There has been a lot of speculation regarding AMD’s next-gen RDNA 3 GPUs which will be the first in the market to leverage a chiplet design in the gaming GPU segment. A new patent from AMD sheds some additional light on the same, while also going against what some fairly well-known leakers have been speculating. Most importantly, the patent doesn’t mention a separate I/O die, and all individual chiplets will be compute dies with roughly the same design. This means that the I/O operations will most likely be housed within the primary compute chiplet.
Furthermore, the active bridge chiplet which connects the individual dies using some integrated cache circuits isn’t on top of the die, rather it’s underneath the chiplets, embedded in the substrate. The active bridge chiplet links the various GPU chiplets, offering an external unified memory interface, allowing the chiplets to communicate with one other as well as synchronize workloads. The entire L3 cache exists on the same bridge chiplet which itself lies below the chiplets. Lastly, the memory channels connecting the memory to the GPU exist on each chiplet but are controlled by the primary chiplet alone.
As already mentioned at the beginning of the post, the three chiplets will be identical, each having the same design (due to production reasons), but the memory controller would only be enabled on the master or primary die. Each chiplet will have its own set of memory channels, but they will most likely be controlled by the master die and attached to the L3 cache on the active bridge. This means that if a single GPU chiplet has a bus width of 64-bits, two will result in a GPU with a bus width of 128-bit and three in 192-bit.
The most important (and problematic) aspect of multi-GPU configurations has been workload distribution between the different GPUs and synchronizing them in such a way that it leads to palpable gains over the single GPU configuration. AMD aims to solve this with the help of checkerboarding in its chiplet GPUs. Groups of mutually exclusive pixels (having no common pixels) spatially adjacent to one another will be rendered by the different chiplets, similar to how SFR (Split Frame Rendering) split the frame into two or more halves which were then rendered by the different GPUs.
However, in this case, the clustering will be more complex (with smaller checkerboards), preventing screen tearing and other AA-related problems.

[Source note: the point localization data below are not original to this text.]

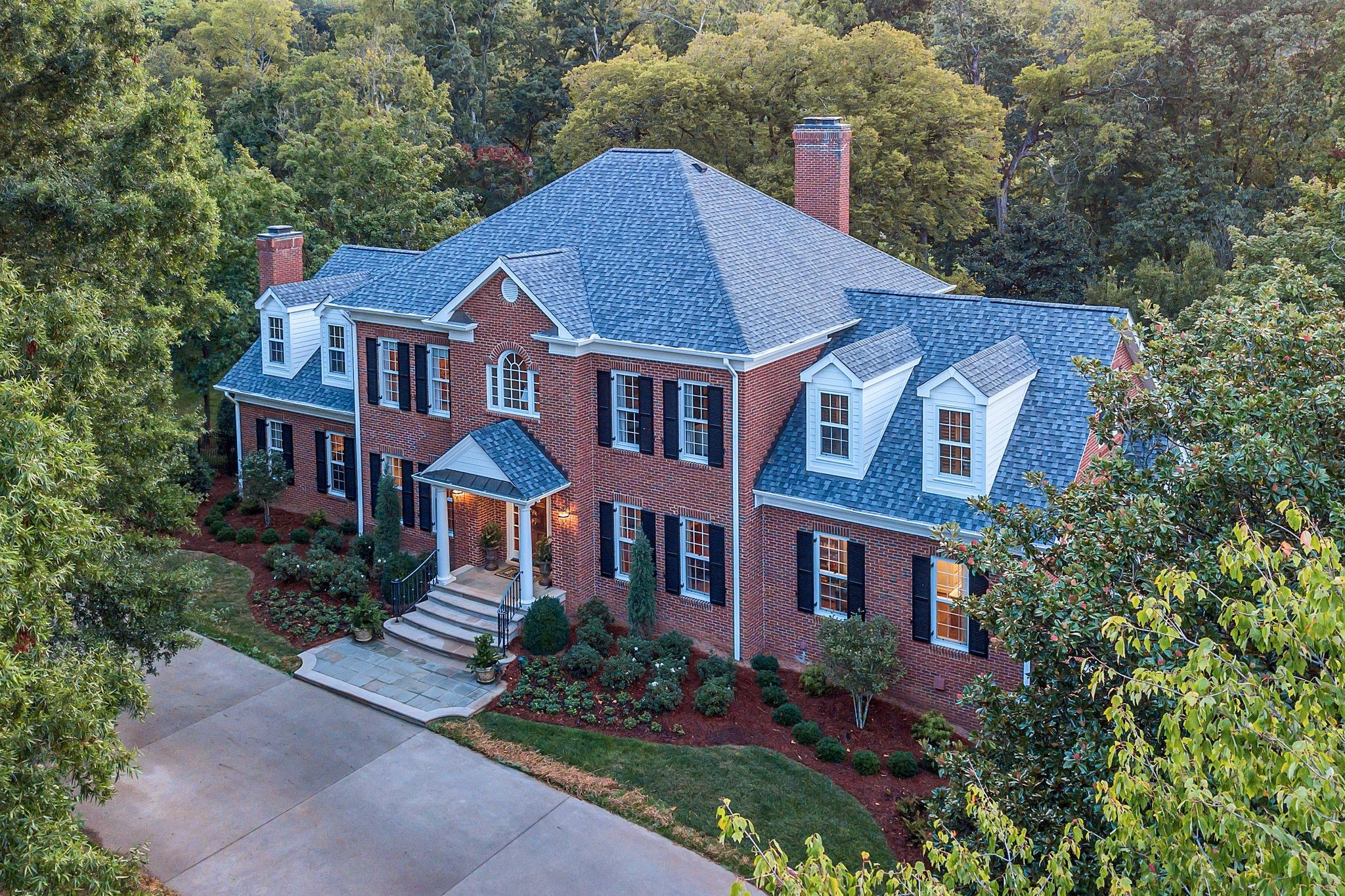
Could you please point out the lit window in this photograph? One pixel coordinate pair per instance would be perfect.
(439, 379)
(835, 423)
(389, 368)
(950, 584)
(695, 422)
(695, 558)
(626, 412)
(956, 442)
(833, 571)
(276, 339)
(337, 350)
(337, 464)
(627, 527)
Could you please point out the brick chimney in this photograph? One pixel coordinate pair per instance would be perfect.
(280, 257)
(822, 171)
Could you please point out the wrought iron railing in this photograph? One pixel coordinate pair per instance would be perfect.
(512, 606)
(405, 593)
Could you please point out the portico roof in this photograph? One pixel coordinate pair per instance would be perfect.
(498, 461)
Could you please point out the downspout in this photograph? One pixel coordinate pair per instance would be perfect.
(738, 540)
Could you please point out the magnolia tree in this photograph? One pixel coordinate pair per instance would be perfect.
(860, 656)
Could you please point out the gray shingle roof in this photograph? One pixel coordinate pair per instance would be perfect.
(1052, 426)
(879, 354)
(996, 368)
(307, 387)
(670, 251)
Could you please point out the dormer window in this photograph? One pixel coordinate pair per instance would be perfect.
(276, 339)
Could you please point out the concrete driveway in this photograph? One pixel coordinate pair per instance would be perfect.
(254, 782)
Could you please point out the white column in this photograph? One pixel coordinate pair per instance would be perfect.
(444, 566)
(525, 553)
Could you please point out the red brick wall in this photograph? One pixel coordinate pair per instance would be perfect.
(935, 676)
(303, 496)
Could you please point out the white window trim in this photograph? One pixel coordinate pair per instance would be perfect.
(619, 381)
(431, 379)
(934, 606)
(682, 421)
(684, 555)
(817, 575)
(387, 350)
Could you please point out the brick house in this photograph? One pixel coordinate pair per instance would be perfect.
(650, 345)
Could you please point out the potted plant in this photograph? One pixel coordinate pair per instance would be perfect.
(493, 536)
(542, 561)
(486, 658)
(366, 618)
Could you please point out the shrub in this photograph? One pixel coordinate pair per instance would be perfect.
(663, 695)
(330, 539)
(545, 628)
(807, 733)
(595, 636)
(768, 679)
(673, 644)
(715, 667)
(814, 680)
(583, 661)
(621, 672)
(713, 698)
(766, 662)
(903, 765)
(830, 750)
(866, 762)
(595, 610)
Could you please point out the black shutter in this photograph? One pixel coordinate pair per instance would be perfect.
(427, 501)
(646, 394)
(320, 456)
(404, 377)
(715, 431)
(408, 495)
(604, 409)
(606, 547)
(717, 566)
(671, 431)
(920, 598)
(803, 565)
(422, 381)
(978, 640)
(372, 372)
(854, 580)
(673, 554)
(287, 445)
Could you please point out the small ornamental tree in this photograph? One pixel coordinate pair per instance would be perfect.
(639, 595)
(860, 656)
(387, 521)
(265, 476)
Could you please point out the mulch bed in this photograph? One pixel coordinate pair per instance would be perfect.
(250, 557)
(748, 723)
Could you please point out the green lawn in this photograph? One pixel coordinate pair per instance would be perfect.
(785, 800)
(221, 612)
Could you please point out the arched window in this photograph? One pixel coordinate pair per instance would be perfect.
(512, 387)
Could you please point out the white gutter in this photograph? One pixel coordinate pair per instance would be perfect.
(738, 540)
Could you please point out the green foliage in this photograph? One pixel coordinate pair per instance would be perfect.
(829, 750)
(866, 762)
(640, 602)
(545, 628)
(861, 657)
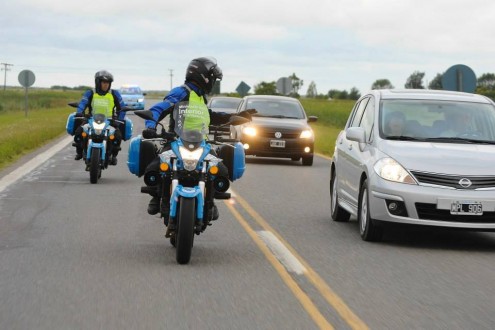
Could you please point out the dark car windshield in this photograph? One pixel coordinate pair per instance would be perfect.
(130, 90)
(437, 120)
(276, 108)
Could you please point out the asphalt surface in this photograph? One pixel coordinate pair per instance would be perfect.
(76, 255)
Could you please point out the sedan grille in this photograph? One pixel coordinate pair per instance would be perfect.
(286, 134)
(430, 212)
(455, 181)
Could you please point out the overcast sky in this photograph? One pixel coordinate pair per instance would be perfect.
(337, 44)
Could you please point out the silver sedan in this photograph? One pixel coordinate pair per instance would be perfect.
(420, 157)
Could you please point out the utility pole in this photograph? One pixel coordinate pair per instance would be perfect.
(5, 75)
(171, 75)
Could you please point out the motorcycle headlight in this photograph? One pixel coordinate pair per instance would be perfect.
(98, 127)
(390, 170)
(190, 158)
(306, 134)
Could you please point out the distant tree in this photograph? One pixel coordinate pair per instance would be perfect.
(354, 94)
(382, 84)
(415, 80)
(487, 81)
(296, 84)
(333, 93)
(486, 85)
(266, 88)
(436, 83)
(312, 93)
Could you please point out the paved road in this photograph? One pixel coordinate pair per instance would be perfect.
(75, 255)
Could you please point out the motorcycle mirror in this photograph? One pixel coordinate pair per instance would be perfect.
(145, 114)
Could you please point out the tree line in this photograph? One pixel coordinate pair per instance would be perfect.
(485, 86)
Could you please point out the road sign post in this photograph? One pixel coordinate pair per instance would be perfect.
(26, 79)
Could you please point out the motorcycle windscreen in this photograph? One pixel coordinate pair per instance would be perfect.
(191, 121)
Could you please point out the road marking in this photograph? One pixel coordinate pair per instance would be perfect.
(330, 296)
(303, 298)
(33, 163)
(281, 252)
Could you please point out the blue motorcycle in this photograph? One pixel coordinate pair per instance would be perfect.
(191, 170)
(99, 132)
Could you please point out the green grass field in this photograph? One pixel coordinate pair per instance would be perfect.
(48, 110)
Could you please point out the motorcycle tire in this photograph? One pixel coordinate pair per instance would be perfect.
(94, 166)
(185, 229)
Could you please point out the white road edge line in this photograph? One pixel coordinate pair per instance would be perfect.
(281, 252)
(33, 163)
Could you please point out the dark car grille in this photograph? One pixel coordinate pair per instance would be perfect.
(430, 212)
(286, 134)
(454, 180)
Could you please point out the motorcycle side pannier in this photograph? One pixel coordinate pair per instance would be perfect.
(127, 129)
(234, 159)
(73, 123)
(141, 153)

Each checkerboard (group of pixels) will be recognized as a work item (wave or part of a wave) sent over to different WGPs (Dual Compute Units) for processing and rendering. Furthermore, to make the distribution of the frame fine-grained, the screen geometry is divided at a mesh level (quads or triangles) in addition to screen space.
As for synchronization between the various chiplets, the command processors in each chiplet identify viable points in the pipeline and interrupt it, so that the rest of the chiplets can catch up. This will keep the various chiplets at the same work saturation, ensuring synchronization. Another important thing to keep in mind is that only the primary chiplet will issue waves to the secondary dies and communicate to the CPU via the bridge chiplet while also synchronizing.
Lastly, in terms of die configuration, we’re likely to see 2 or three chiplets as that’s the maximum TSMC’s CoWoS-L packaging technology is capable of at the moment. Furthermore, CoWoS-L technology is also entering mass production sometime in late 2021, right in time for the Navi 3x GPUs.